Postgresql – What would be best data model for finding difference within n, n-1 and n-2 elements

database-designpostgresql

This is from betting domain which has something that is called a long list: a list of a "home team win/draw/away team win" markets for 13 games.
A punter can select any combination of the possible outcomes which are encoded in a following way:

1 - home team wins
2 - draw
4 - away team wins
3 - home team wins or draw
5 - home team wins or away team wins
6 - draw or away team wins
7 - home team wins or draw or away team wins

Meaning a [3, 6, 6, 6, 6, 6, 6, 6, 6, 6, 6, 6, 7] represents a selection where punter put following bets:

  • "home team wins or draw" in a first game
  • "home team wins" in games 2-12
  • "home team wins or draw or away team wins" in 13th game

After games are finished there will be another 13 elements list representing winning outcomes, for example: [4, 1, 1, 1, 1, 1, 1, 1, 1, 1, 1, 1, 1] means that in a first game away team won and in all other games home team won.

Let's take this bet [3, 6, 6, 6, 6, 6, 6, 6, 6, 6, 6, 6, 7] and this query as an example [4, 1, 1, 1, 1, 1, 1, 1, 1, 1, 1, 1, 1].

Next we have a following correspondence between selected outcomes and actual results

1 - 1, 3, 5, 7
2 - 2, 3, 6, 7
4 - 4, 5, 6, 7

Meaning for an actual result of 13 games [4, 1, 1, 1, 1, 1, 1, 1, 1, 1, 1, 1, 1] following bets considered to be a winning bets:

[4, 1, 1, 1, 1, 1, 1, 1, 1, 1, 1, 1, 1]
[4, 3, 1, 5, 1, 7, 1, 1, 1, 1, 1, 1, 1] 
[5, 1, 1, 1, 1, 1, 1, 1, 1, 1, 1, 1, 1]
[6, 1, 7, 1, 1, 5, 1, 1, 3, 3, 3, 3, 1] 
[7, 1, 5, 5, 5, 1, 1, 1, 1, 7, 7, 7, 1]

The question is what is the best way to model this in database for following use cases:

  • find bets where all 13 game results were guessed correctly
  • find bets where 12 game results were guessed correctly
  • find bets where 11 game results were guessed correctly

Examples of queries for following use-cases will be highly appreciated ;))

Best Answer

Possible realization:

id SERIAL PRIMARY KEY,
punter_id INT,
bet_number INT,
guess_number TINYINT, -- from 1 to 13
guess TINYINT, -- from 0 (or 1) to 7
UNIQUE (punter_id, bet_number, guess_number)

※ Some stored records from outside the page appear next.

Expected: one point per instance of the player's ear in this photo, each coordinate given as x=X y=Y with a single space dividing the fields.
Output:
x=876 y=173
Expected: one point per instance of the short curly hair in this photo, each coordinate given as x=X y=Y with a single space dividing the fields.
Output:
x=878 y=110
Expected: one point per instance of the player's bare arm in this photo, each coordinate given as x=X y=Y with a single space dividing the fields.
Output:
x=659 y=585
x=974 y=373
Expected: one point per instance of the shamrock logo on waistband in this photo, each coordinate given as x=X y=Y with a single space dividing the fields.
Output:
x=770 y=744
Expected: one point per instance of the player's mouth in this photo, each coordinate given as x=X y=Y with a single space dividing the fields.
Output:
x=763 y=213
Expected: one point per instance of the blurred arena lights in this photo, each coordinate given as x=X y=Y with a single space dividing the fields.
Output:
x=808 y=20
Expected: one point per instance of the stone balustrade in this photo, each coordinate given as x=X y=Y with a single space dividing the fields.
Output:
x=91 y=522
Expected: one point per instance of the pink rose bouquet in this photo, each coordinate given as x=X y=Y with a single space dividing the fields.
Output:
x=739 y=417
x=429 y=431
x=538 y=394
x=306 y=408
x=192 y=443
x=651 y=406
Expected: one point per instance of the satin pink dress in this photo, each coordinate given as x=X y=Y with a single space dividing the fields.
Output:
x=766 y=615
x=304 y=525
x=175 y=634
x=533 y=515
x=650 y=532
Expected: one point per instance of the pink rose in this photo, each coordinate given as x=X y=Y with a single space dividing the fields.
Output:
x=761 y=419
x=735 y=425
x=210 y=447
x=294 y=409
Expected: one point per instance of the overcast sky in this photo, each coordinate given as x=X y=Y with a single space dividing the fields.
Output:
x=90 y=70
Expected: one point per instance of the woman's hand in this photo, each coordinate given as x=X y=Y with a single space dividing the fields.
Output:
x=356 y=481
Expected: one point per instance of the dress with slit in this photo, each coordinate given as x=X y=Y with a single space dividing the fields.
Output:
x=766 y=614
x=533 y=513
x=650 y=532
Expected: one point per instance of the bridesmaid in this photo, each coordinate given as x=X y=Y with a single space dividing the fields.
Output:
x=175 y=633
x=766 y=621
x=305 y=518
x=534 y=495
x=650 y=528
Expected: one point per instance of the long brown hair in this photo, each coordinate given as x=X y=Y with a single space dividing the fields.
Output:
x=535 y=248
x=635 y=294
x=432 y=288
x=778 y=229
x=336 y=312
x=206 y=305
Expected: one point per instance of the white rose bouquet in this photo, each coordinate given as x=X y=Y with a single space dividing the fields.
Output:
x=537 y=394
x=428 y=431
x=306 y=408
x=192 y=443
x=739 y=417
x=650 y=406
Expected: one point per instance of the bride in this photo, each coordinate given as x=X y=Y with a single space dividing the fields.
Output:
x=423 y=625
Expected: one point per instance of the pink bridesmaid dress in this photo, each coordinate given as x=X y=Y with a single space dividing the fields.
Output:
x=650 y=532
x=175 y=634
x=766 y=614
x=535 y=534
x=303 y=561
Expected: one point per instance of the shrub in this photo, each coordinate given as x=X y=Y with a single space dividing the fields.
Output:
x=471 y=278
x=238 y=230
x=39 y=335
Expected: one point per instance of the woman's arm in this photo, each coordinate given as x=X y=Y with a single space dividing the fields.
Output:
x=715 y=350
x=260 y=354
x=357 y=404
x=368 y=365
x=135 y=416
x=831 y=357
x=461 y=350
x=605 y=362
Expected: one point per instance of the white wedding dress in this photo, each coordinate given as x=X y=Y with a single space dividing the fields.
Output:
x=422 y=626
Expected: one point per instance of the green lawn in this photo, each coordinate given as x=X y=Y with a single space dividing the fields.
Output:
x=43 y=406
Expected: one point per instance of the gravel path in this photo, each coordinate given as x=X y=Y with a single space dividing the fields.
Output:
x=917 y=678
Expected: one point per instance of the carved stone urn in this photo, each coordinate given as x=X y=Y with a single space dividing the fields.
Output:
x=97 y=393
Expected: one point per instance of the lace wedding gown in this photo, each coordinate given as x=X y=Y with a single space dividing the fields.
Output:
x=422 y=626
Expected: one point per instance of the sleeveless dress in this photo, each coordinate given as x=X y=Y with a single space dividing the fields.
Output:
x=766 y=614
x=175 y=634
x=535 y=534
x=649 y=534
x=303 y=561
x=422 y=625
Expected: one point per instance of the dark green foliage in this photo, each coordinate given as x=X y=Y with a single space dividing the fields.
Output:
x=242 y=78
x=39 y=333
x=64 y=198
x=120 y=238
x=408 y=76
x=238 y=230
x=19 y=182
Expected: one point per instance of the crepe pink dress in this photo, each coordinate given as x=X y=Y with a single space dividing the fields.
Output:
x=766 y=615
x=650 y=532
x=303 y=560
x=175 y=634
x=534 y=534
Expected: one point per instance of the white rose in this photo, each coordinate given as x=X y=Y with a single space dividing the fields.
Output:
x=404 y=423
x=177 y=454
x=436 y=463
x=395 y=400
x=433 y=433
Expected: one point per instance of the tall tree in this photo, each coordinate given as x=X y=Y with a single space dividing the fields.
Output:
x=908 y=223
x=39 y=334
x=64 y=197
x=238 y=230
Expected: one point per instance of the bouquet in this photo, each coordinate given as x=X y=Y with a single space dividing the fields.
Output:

Each bet consists from 13 records for each punter.

The result is placed into the table with similar structure:

id SERIAL PRIMARY KEY,
bet_number INT,
result_number TINYINT, -- from 1 to 13
result TINYINT, -- from 0 (or 1) to 7
UNIQUE (bet_number, result_number)

So you join these tables by (bet_number, guess_number)=(bet_number, result_number), group by punter_id (or by (punter, bet_number, result_number) when you'll obtain the result for a lot of bets in one query), and calculate SUM( CASE guess & result WHEN 0 THEN 0 ELSE 1 END ). This sum is the amount of positive guesses per bet.